On this first day of the liturgical New Year, and throughout Advent, we’ll be singing a Magnificat instead of the lectionary Psalm. “A Magnificat?” You ask. “What is that?” Magnificat is a fancy name for Mary’s song in Luke 1:46-55, which begins with the words, “My soul magnifies the Lord.” Psalms and Canticles are often named for their opening phrase in Latin; over time “Magnificat anima mea Dominum” has been shortened to Magnificat. (A canticle, by the way, is a non-Psalm biblical song.)
With that little lesson in liturgical Latin out of the way, we can move on to the significance of Mary’s song.
The first thing you’ll notice in the opening chapters of Luke is that it is bursting with melody. These chapters read like a script for a musical! The angels, Mary, Zechariah, and Simeon all respond to the good news of Christ by breaking into song. I hope the musician in me is not reading too much into this, but I think the passage suggests that singing should be a natural part of our response to God. Thankful, joyful hearts don’t simply assent to truth—they overflow in song!
A look at the content of the Magnificat is also remarkable. Mary’s song begins with praise: “My soul magnifies the Lord, and my spirit rejoices in God my Savior.” But she moves on from there, contrasting her own lowliness with the great things God will do in her, and recalling God’s faithfulness to his people through the generations. Then she gets downright political: “He has scattered the proud.” “He has brought down the powerful and lifted up the lowly.” “He has filled the hungry with good things, and sent the rich away empty.” Mary was no shrinking violet—she was a believer who studied God’s past faithfulness and projected her trust forward into her own social, cultural and political reality.
It is no accident that Mary’s song bears a striking resemblance to Hannah’s song in 1 Samuel 2:1-10. Like a jazz musician riffing on a standard, Mary improvises on Hannah’s song, applying the themes to her own situation. (Hannah did her own improvising, echoing themes from Psalm 113 in her song.) It is perfectly fitting that one miraculously expectant mother would borrow from another when crafting her song of joy. This is a good lesson for us: Mary and Hannah not only expressed their own emotions, they were so steeped in God’s character and the history of God’s people that they were able to express themselves as part of a larger, even more wonderful story.
The musical settings we’ll sing throughout Advent will help us peel back some of the layers in this story. While many art works and musical settings depict Mary as a frightened girl, that was only part of the story. Yes, she would have been afraid.

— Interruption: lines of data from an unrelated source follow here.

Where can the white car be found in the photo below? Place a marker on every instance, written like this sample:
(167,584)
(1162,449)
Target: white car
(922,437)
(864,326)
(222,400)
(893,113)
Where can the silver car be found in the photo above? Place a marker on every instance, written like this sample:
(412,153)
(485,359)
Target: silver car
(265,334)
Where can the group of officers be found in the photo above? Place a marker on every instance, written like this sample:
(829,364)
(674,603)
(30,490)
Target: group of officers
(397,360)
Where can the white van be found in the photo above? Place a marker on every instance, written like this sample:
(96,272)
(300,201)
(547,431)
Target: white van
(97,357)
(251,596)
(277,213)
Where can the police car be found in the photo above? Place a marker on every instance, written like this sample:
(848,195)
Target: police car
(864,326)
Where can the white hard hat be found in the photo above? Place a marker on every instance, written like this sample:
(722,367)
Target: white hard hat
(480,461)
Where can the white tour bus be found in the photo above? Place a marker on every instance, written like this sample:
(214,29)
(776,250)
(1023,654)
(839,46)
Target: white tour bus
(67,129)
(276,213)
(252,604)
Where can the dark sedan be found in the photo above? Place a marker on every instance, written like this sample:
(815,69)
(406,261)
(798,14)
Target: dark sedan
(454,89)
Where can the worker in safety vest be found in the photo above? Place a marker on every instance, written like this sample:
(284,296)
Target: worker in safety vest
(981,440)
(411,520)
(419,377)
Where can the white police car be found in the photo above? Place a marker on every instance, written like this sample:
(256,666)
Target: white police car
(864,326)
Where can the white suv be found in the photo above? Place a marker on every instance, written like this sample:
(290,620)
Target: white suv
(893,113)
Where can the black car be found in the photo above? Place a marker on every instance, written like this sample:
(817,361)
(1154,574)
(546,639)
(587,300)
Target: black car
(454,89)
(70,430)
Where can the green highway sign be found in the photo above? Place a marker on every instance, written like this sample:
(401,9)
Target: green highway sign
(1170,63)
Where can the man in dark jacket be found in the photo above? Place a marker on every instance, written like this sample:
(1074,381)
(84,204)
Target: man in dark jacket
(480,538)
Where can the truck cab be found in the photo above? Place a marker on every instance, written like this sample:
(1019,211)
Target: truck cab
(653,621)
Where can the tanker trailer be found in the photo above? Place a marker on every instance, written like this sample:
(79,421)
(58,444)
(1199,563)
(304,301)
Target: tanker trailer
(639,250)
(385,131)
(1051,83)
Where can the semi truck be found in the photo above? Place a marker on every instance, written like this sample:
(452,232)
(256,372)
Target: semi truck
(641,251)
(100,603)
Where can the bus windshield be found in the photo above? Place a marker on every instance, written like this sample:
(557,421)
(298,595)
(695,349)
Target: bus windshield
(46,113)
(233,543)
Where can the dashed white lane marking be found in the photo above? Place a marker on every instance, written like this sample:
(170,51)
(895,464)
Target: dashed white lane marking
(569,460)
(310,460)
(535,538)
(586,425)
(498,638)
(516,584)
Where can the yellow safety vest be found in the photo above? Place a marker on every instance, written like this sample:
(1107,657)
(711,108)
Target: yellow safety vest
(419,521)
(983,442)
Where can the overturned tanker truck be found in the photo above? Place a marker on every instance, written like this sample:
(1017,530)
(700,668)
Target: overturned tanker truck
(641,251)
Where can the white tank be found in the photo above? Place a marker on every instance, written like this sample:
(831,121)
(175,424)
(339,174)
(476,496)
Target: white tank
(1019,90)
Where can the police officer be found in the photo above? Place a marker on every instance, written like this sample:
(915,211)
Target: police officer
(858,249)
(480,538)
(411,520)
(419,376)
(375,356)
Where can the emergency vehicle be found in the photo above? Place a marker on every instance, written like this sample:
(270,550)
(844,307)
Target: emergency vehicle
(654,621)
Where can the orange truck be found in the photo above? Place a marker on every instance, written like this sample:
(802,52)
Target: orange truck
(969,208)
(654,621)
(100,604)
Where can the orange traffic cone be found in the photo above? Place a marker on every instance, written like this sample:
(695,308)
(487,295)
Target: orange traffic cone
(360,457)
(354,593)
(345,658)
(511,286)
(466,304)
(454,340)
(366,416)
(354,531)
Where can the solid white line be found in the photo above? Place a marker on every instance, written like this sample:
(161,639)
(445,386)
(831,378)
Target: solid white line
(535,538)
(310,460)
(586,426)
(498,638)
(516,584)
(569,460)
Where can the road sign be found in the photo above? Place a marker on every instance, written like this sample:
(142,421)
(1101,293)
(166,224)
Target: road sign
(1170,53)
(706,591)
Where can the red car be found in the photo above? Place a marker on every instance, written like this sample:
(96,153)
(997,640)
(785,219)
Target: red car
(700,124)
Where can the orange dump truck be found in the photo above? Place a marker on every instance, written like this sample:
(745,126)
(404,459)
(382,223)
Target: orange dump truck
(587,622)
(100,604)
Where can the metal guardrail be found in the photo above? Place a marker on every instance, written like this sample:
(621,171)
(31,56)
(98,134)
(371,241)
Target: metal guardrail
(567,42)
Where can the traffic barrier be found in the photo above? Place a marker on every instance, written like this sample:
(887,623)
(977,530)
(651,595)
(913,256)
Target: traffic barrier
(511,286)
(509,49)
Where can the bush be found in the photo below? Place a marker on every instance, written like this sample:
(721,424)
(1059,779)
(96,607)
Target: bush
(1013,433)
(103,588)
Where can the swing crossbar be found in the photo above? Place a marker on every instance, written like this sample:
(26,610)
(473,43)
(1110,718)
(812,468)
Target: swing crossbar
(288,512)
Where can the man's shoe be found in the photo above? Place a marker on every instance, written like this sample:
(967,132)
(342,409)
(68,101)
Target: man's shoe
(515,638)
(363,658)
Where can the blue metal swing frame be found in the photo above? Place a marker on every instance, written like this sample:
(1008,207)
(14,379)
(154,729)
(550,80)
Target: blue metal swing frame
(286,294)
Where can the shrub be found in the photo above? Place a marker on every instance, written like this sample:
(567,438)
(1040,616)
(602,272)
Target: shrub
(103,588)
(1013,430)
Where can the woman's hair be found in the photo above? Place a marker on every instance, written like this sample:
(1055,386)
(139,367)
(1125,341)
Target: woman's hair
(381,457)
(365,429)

In fact, the first thing the angel says to her is “Do not be afraid.” But she was also an obedient servant, hearing this strange angelic message and quickly answering, “let it be with me according to your word.” We’ll even get to Mary, the teenage rebel, as depicted in Rory Cooney’s “The Canticle of the Turning.” It’s as if she rolls up her sleeves and says, “Let’s do this thing.” Given the text of the Magnificat, this is perfectly good exegesis.

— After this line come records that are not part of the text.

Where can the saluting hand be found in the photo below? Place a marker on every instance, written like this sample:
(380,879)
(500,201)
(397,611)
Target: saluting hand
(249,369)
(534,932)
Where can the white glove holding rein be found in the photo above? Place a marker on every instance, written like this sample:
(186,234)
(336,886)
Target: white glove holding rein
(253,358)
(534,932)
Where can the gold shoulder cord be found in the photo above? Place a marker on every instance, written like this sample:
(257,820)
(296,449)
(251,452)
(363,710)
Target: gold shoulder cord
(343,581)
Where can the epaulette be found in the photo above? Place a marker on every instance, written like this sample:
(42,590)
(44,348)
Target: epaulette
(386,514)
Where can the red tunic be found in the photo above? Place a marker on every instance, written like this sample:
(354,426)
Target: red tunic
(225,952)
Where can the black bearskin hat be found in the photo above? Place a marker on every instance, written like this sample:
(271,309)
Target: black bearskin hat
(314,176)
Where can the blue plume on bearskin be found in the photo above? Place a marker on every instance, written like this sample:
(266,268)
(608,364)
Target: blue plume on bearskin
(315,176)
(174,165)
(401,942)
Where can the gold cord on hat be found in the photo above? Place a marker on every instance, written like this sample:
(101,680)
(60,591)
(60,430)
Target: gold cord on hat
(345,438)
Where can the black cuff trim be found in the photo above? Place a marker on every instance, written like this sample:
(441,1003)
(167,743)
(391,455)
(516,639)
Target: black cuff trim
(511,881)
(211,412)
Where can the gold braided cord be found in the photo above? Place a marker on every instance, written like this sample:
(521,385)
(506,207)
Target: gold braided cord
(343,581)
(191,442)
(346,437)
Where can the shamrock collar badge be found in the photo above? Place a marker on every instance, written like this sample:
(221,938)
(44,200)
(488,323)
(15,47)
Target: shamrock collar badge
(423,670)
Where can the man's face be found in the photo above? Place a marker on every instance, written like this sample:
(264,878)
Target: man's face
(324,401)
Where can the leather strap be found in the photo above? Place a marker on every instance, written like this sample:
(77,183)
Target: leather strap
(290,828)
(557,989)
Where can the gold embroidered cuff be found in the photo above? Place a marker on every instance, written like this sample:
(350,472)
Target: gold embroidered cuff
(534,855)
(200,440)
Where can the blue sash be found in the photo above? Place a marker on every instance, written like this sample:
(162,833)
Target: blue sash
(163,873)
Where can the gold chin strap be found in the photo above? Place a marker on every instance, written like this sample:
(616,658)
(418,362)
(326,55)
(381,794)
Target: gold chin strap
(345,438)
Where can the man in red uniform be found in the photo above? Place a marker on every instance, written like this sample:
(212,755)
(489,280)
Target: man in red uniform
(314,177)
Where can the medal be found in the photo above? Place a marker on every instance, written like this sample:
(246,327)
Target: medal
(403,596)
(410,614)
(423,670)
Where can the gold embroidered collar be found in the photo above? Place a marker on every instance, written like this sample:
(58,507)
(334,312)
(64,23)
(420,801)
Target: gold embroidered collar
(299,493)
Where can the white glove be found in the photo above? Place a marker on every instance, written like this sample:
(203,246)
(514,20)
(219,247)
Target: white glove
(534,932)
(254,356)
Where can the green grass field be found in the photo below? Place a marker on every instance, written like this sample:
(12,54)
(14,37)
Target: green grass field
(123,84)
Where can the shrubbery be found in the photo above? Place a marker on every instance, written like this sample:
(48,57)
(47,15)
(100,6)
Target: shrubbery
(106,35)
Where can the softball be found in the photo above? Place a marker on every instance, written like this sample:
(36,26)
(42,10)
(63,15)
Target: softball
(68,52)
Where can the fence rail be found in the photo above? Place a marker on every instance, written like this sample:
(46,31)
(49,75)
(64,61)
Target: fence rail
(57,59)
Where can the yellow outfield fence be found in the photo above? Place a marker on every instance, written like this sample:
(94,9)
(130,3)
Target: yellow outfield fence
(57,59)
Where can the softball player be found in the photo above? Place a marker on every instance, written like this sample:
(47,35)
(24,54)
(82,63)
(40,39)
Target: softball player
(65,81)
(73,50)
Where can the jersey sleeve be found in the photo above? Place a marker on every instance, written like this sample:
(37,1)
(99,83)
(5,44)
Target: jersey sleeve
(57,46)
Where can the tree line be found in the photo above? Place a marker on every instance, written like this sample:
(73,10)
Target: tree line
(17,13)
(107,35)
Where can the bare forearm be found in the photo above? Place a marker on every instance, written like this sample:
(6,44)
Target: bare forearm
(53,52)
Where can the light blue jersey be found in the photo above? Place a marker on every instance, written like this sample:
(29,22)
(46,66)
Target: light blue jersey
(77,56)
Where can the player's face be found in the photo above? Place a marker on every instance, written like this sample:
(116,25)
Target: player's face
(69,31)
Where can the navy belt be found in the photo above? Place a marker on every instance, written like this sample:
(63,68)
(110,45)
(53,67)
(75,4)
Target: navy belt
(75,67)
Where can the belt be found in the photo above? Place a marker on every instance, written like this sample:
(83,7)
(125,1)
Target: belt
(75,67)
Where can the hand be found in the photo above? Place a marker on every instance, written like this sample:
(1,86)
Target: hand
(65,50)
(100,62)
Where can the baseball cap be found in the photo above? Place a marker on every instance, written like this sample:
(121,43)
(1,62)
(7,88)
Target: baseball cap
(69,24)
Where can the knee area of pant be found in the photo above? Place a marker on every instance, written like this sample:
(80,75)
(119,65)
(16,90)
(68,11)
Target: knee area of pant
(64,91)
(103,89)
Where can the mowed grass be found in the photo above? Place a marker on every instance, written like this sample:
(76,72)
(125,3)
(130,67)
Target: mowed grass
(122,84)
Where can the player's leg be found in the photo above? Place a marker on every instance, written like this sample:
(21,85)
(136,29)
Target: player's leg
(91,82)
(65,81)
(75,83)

This Advent, what is your soul’s story? What are you bursting out in song about? What is God growing in you? Are you rooted in God’s word and practicing holy improvisation? When your world turns with Good News (and bad), which Mary do you identify with most—fearful, obedient, ready to fight? And from which Mary do you most need to learn? May we all experience a Magnificat moment this Advent.